Vanessa Kosoy comments on The hard core of alignment (is robustifying RL)

Vanessa Kosoy 16 May 2026 16:41 UTC
7 points
1
Another such approach is computational superimitation (COSI), which seems to make a totally different set of assumptions (which very few people understand well enough to question). I hope that Vanessa Kosoy and Diffractor do not unilaterally decide that they have properly specified alignment, and then actually try to build an ASI based on COSI.
(I haven’t read the entire post yet, just wanted to respond to this point. The following is on behalf of myself and CORAL, but Diffractor might have his own take.)
I hope we will build ASI based on COSI (or some evolution of COSI), but it will be when
1. The theory is much, much more developed.
2. The assumptions are extensively validated in theory, by some combination of
3. 1. Reducing the assumptions as much as possible to a simple and intuitive core.
  2. Studying the theoretical implications of the assumptions in detail, to see that they lead to a comprehensive, coherent and convincing mathematico-philosophical view.
  3. Tying the assumptions to knowledge in other fields, such as physics, cognitive science and evolutionary biology.

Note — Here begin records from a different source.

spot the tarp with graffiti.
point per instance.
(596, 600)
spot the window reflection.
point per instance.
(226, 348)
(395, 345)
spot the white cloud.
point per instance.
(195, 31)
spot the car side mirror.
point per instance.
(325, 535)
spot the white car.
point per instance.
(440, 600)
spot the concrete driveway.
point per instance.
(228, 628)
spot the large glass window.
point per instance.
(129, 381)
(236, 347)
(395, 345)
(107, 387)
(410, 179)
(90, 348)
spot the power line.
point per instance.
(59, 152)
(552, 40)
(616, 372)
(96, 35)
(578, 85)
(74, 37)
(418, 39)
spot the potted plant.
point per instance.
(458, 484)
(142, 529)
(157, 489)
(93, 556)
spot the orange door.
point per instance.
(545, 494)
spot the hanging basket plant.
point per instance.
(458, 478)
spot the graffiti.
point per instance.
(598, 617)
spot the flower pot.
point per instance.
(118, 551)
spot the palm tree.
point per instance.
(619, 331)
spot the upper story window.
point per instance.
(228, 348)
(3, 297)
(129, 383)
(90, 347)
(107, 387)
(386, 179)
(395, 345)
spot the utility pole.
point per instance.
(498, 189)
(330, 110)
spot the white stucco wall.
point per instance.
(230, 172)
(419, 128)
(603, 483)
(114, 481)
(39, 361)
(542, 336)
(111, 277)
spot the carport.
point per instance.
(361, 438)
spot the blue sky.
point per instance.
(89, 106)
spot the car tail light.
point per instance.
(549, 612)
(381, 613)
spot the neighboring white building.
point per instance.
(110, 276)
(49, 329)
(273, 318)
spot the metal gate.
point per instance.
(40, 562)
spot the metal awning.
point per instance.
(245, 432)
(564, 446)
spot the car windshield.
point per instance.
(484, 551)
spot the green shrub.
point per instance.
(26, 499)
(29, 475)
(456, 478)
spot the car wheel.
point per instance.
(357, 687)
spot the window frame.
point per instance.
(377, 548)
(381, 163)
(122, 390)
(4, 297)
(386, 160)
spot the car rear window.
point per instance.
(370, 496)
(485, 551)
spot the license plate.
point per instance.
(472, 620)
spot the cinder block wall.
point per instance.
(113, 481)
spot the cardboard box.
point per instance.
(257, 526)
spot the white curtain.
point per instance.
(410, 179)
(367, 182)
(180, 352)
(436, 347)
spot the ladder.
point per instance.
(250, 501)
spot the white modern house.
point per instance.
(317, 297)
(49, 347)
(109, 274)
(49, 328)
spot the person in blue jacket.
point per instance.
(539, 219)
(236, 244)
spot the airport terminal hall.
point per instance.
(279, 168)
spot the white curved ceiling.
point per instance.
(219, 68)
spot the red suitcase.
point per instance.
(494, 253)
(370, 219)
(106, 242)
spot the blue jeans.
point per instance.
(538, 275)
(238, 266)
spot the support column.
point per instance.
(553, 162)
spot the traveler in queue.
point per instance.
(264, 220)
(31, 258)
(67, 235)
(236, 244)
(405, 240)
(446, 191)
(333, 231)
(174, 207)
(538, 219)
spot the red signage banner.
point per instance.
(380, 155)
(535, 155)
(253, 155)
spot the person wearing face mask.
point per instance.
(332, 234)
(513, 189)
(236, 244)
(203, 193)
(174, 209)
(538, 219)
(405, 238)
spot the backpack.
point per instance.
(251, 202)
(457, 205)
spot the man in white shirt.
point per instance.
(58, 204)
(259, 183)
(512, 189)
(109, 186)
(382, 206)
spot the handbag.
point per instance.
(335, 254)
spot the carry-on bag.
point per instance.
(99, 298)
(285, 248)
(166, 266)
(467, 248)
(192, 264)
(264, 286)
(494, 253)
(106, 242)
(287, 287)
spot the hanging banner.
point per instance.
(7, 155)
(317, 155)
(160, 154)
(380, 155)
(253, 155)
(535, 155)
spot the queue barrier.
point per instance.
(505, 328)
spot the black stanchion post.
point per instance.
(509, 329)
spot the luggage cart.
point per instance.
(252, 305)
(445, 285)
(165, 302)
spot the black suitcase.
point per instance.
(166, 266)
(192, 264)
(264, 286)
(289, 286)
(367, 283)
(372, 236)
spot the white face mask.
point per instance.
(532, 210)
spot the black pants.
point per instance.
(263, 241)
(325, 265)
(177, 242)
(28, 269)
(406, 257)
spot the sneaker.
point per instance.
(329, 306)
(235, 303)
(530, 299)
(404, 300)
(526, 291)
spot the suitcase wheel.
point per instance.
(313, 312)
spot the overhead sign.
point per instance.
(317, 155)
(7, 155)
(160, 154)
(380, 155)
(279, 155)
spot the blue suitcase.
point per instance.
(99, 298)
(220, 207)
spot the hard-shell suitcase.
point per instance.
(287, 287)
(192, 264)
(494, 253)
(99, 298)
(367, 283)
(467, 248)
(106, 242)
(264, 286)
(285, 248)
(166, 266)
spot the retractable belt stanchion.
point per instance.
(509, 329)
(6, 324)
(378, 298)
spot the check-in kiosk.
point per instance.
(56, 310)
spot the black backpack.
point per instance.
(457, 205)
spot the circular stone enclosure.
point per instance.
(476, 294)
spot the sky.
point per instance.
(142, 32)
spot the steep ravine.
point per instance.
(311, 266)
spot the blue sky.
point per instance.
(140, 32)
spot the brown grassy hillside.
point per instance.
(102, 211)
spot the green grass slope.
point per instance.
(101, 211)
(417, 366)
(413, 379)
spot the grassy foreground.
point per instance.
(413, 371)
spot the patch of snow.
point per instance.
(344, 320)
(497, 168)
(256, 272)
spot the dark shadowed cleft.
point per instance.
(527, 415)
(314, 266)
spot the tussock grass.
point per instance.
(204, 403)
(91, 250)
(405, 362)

4. The assumptions are extensively validated in practice, by building scaled-down models and studying them with interpretability tools that also come out of the theory.
5. Waiting for an even stronger validation is infeasible because unaligned ASI is about to emerge from other projects, and the other projects refuse to coordinate on a pause.
As to “unilaterally”, we are very interested in thoughtful critique from other researchers. We are also going to vocally support a global AI moratorium that would apply to us. But, if there is no moratorium, we don’t commit to waiting for a global academic consensus that will never come (see point 4 above).